Les coûts des structures d’accueil extrafamilial pour les enfants n’auraient-ils aucune influence sur l’exercice d’une activité rémunérée, en particulier pour les femmes ? C’est ce que semble indiquer un travail de master de la Haute école spécialisée du Nord-Ouest de la Suisse. D’après les médias, cette publication se situe à contre-courant de l’opinion dominante au sein du monde politique et scientifique. Selon ses résultats, des tarifs de crèches plus bas et d’autres incitations financières ne suffiraient pas à inciter les mères sans emploi et qualifiées à travailler.

Cette conclusion est exagérée, et si l’on examine cela avec lucidité, elle est presque un côté racoleur.

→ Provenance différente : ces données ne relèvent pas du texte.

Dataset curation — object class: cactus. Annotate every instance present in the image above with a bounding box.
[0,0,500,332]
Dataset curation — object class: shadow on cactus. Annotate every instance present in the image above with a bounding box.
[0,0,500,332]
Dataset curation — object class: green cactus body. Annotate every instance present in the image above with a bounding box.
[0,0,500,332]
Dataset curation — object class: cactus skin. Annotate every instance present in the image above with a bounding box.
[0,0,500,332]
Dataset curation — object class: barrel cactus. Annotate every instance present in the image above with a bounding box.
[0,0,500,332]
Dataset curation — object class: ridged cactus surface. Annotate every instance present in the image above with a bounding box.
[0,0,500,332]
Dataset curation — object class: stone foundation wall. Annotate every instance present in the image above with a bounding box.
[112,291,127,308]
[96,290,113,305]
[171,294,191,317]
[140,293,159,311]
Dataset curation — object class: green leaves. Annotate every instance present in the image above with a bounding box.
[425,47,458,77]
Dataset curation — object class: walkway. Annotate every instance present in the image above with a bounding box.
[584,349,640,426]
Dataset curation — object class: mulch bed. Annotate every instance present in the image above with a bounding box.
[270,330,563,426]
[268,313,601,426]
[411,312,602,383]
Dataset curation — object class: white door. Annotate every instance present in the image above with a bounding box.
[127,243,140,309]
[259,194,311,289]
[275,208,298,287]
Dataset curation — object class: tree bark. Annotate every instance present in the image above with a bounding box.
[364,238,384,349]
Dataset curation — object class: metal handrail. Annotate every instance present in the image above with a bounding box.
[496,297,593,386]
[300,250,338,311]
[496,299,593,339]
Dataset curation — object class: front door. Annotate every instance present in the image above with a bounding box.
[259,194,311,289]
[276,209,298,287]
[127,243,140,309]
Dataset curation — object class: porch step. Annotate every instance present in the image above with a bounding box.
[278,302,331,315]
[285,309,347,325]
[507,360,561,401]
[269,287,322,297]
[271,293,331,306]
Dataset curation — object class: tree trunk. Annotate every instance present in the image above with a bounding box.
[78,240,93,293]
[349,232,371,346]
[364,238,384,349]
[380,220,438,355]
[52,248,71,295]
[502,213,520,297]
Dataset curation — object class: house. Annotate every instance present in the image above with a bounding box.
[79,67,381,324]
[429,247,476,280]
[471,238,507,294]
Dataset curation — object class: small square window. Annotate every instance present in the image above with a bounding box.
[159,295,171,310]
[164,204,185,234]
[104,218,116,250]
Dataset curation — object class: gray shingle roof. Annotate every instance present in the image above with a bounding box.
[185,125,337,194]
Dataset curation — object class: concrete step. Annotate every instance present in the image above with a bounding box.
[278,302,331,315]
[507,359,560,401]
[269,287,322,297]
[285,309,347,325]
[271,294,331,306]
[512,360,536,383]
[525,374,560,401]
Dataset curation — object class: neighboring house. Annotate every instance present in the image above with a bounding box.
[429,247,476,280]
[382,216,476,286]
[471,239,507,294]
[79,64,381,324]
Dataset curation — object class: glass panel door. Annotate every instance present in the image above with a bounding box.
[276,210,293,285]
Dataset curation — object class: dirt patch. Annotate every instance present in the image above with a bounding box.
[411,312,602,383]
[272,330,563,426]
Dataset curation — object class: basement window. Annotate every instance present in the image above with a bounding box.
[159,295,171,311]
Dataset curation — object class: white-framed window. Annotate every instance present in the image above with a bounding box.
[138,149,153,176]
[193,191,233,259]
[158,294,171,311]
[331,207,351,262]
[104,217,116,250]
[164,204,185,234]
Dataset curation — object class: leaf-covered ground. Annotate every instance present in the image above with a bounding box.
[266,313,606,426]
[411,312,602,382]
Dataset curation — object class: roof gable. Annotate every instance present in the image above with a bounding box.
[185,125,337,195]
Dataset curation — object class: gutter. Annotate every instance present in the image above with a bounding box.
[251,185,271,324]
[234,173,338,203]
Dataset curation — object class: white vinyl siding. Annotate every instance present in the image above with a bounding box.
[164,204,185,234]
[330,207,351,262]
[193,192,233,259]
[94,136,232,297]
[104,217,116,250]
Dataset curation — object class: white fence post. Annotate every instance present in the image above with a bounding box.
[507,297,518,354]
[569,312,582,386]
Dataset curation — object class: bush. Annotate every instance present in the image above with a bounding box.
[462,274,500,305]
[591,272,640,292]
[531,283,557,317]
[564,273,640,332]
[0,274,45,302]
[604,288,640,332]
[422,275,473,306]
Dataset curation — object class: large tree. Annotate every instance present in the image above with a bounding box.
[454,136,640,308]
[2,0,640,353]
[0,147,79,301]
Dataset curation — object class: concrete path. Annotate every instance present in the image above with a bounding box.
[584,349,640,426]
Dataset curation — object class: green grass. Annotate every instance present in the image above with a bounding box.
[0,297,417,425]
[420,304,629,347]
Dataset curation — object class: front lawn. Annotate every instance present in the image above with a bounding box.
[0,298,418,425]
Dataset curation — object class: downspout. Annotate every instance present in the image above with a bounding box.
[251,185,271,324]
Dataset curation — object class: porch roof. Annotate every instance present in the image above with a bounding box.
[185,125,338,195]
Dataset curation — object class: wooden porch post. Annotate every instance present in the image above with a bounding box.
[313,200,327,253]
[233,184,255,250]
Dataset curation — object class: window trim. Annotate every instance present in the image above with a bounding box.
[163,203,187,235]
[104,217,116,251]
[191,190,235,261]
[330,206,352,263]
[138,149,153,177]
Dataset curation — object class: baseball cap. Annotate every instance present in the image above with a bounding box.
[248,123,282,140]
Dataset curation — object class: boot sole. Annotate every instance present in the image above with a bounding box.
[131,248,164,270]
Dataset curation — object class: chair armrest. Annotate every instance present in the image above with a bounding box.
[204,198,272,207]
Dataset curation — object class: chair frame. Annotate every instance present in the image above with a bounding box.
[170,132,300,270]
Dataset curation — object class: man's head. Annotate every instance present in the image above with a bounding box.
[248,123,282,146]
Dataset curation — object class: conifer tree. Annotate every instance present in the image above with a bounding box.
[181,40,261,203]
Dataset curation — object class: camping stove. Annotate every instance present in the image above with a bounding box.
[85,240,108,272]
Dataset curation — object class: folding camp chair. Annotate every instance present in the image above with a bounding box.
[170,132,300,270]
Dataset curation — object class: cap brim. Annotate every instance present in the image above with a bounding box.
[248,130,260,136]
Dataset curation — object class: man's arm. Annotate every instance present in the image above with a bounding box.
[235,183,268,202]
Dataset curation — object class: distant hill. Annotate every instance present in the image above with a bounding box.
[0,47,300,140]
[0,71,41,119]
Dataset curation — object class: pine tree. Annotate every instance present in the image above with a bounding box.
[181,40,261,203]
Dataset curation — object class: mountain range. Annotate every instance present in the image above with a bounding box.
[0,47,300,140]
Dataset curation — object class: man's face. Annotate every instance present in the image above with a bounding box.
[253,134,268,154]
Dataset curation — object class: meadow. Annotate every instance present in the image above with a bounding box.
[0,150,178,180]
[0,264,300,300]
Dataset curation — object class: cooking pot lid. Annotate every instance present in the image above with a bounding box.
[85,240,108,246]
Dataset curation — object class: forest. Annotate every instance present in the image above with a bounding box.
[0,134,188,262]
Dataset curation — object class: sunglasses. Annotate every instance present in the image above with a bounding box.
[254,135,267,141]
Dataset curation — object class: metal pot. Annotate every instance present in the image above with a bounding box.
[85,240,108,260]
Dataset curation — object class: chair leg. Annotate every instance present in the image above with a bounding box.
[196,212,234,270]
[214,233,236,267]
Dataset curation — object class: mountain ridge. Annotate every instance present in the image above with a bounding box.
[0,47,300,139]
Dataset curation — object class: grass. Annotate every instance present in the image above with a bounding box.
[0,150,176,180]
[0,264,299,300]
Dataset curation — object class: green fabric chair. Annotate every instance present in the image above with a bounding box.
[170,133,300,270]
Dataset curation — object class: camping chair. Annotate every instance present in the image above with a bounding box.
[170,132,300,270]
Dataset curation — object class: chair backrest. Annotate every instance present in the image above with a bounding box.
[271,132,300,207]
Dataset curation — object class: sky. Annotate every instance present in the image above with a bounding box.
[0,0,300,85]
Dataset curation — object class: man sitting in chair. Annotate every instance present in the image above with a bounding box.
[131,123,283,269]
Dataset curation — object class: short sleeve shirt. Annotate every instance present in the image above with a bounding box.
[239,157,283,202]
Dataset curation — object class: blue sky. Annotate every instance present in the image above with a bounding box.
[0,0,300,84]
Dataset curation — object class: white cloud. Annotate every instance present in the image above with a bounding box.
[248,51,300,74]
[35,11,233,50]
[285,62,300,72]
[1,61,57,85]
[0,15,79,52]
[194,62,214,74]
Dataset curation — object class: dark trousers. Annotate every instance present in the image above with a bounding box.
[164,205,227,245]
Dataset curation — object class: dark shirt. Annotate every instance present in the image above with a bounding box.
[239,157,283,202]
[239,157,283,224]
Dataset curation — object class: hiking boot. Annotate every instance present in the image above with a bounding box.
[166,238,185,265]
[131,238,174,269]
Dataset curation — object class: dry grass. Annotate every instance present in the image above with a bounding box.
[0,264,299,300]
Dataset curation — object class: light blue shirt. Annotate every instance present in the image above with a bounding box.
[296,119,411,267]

Plusieurs analyses ont démontré que le lien entre les tarifs des crèches et l’offre de travail n’est pas si évident que certains l’affirment. Et ce, précisément car les parents réagissent à des incitations financières qui ne sont pas adéquates. Voici trois exemples :

  • Réglementation : des subventions plus élevées sont souvent liées à des prescriptions de l’Etat pour les crèches. Par conséquent, les fonds additionnels sont non seulement alloués à un élargissement du nombre de places disponibles dans les crèches, mais aussi à des «améliorations qualitatives» qui équivalent souvent à une hausse des salaires du personnel.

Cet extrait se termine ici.